S’il a sa carrière à lui, Ghavami est pâmé devant les réussites de sa mère, car il n’y a rien de banal dans ce qu’elle fait au quotidien. « C’est de toute beauté, parce que voir qu’elle a embarqué là-dedans et qu’elle réussit, je trouve ça hyper stimulant. »

La majorité de leurs entretiens ont à voir avec l’entreprise et l’avenir des jeunes, même dans les fêtes familiales, « on va se dire les vraies affaires », concède Ghavami, mais leur relation semble être à toute épreuve.

Une relation mère-fils exemplaire dans laquelle règnent un respect mutuel et une admiration réciproque, mais surtout un amour sincère et éternel.
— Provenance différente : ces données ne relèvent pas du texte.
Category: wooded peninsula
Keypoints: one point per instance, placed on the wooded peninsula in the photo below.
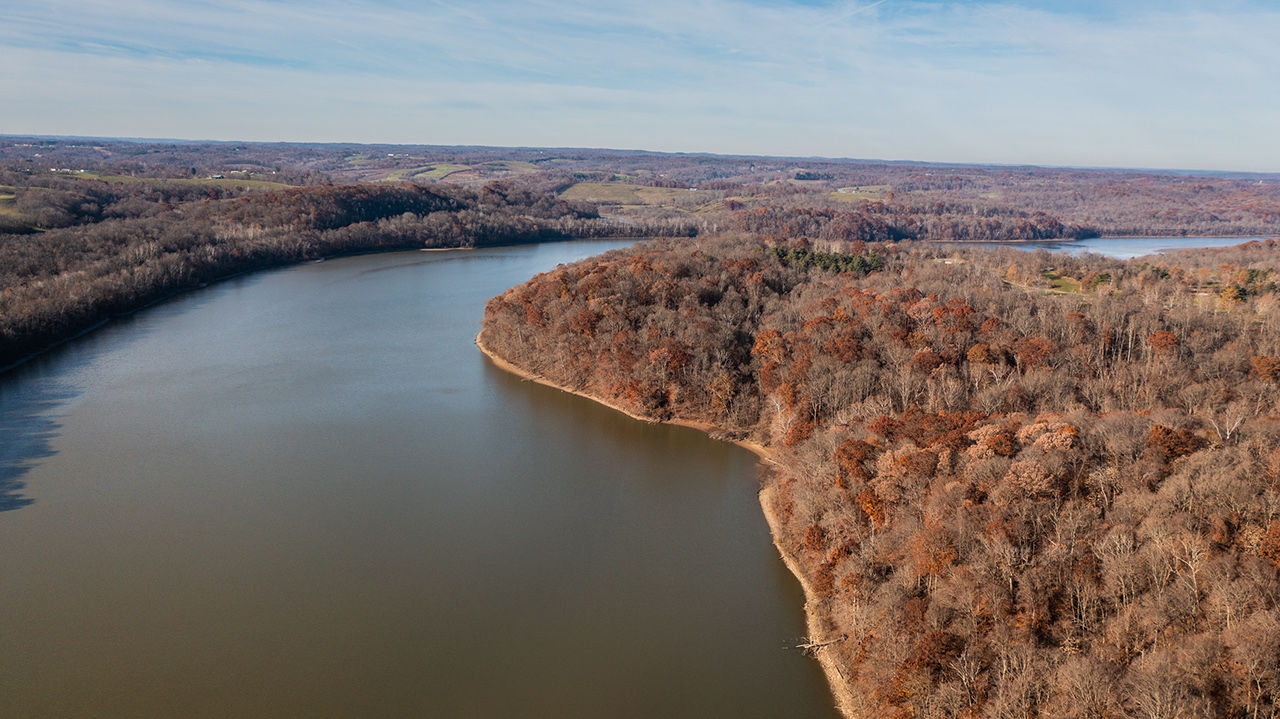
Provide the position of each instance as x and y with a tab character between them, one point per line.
1014	484
1004	498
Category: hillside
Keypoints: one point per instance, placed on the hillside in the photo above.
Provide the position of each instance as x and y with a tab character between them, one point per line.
1015	484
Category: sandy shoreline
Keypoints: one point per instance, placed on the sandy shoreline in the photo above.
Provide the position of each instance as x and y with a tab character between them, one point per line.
813	622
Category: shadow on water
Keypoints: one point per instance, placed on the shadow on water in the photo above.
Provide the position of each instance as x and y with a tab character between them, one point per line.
27	429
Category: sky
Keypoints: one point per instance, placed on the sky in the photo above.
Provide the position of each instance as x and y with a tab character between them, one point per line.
1137	83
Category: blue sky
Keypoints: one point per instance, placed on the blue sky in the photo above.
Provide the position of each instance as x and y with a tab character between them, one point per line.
1187	85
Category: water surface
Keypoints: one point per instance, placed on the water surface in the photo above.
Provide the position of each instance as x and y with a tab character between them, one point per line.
305	493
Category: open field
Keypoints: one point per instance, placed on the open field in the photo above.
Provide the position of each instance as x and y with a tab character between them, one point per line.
862	192
7	200
617	193
216	182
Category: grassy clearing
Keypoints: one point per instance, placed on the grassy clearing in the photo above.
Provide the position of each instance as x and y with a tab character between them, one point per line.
1061	283
7	200
512	165
618	193
862	192
222	182
604	192
437	172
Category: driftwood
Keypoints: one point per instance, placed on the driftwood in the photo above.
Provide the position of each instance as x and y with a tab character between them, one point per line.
817	645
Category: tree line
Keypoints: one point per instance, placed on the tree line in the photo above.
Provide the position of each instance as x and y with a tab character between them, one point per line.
1020	484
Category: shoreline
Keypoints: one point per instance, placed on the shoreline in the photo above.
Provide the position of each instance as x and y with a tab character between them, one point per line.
836	683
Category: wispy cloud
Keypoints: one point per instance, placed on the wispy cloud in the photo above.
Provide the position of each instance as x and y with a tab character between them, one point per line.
1153	85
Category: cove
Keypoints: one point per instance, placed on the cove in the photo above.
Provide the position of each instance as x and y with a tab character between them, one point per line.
306	493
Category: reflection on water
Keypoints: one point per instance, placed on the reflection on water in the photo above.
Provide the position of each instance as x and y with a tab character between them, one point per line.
305	493
27	427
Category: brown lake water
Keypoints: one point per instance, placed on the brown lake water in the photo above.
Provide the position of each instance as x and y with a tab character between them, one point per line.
305	493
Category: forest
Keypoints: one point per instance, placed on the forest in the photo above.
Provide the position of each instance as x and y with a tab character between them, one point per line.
1015	484
92	228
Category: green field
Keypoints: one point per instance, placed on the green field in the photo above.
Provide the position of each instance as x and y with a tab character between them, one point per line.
7	196
1063	283
862	192
617	193
223	182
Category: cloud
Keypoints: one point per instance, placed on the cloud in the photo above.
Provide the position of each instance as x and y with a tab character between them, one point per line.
1155	85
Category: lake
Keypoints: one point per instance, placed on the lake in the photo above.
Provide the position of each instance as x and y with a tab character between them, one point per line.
305	493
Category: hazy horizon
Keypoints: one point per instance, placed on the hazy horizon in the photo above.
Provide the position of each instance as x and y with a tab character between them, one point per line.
1028	82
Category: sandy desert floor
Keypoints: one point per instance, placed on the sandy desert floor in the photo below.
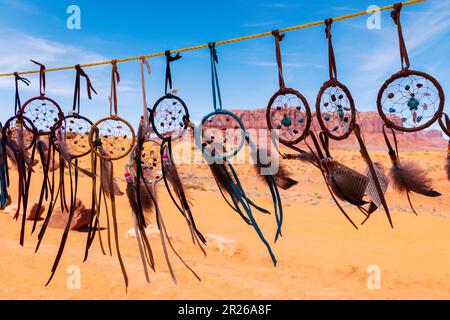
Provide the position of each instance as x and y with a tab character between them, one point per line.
321	256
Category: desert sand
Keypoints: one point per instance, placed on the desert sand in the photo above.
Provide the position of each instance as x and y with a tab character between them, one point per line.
320	256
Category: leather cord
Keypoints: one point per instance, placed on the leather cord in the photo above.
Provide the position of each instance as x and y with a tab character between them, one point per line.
169	59
18	78
278	38
331	58
145	63
41	77
214	77
76	95
115	79
395	14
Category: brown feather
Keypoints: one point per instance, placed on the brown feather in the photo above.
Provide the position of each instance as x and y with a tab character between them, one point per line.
411	178
307	157
132	198
348	185
105	175
265	170
12	157
447	167
146	200
171	173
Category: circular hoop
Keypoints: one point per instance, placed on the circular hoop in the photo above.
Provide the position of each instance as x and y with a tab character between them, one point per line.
335	110
444	127
222	123
150	161
110	133
418	94
76	130
294	116
44	113
169	115
9	130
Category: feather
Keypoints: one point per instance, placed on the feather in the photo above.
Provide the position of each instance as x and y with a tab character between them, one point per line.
12	147
307	157
68	157
44	156
171	174
282	178
271	168
12	157
132	198
146	200
105	175
411	178
447	167
347	184
371	190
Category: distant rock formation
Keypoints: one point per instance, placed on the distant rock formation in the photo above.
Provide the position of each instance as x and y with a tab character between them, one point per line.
371	125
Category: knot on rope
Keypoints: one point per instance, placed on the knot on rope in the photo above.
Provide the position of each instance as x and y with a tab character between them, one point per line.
328	22
395	14
279	36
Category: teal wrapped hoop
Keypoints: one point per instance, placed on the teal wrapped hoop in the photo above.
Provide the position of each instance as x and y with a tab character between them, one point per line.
199	130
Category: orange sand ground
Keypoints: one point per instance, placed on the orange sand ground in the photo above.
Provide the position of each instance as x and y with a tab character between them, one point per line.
320	255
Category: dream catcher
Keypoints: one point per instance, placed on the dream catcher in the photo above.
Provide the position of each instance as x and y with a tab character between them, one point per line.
16	146
336	114
111	139
288	118
45	114
144	171
221	136
409	101
71	142
170	120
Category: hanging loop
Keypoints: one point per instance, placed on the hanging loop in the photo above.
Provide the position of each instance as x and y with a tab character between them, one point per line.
214	77
145	63
115	79
395	14
278	38
169	59
76	96
41	77
331	58
17	78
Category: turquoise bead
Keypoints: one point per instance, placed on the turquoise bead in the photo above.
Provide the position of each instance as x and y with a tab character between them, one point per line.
286	122
413	104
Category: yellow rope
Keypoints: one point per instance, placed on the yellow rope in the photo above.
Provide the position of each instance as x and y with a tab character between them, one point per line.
254	36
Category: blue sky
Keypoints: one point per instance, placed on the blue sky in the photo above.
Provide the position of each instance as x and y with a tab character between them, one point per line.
247	70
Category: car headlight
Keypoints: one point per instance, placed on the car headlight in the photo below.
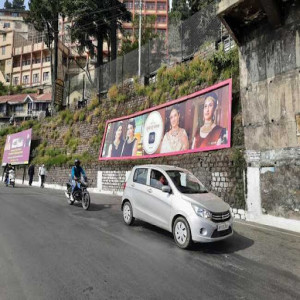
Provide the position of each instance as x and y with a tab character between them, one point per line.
201	212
« Je suis fier de ce qu’on a réussi à faire ensemble. Ma mère, au-delà de tout, je l’aime. La clé de notre succès, c’est qu’on reste nous-mêmes, à l’aise et honnêtes. On travaille en équipe et on garde ça simple. »

« Bon, je paye ton café parce que tu es mon fils et je t’aime aussi », s’exclame Hoda en se levant.

Au même moment, son téléphone se met à sonner. Elle répond et le passe ensuite à Sasha. « Tu vois, on ne mentait pas », dit-elle en riant.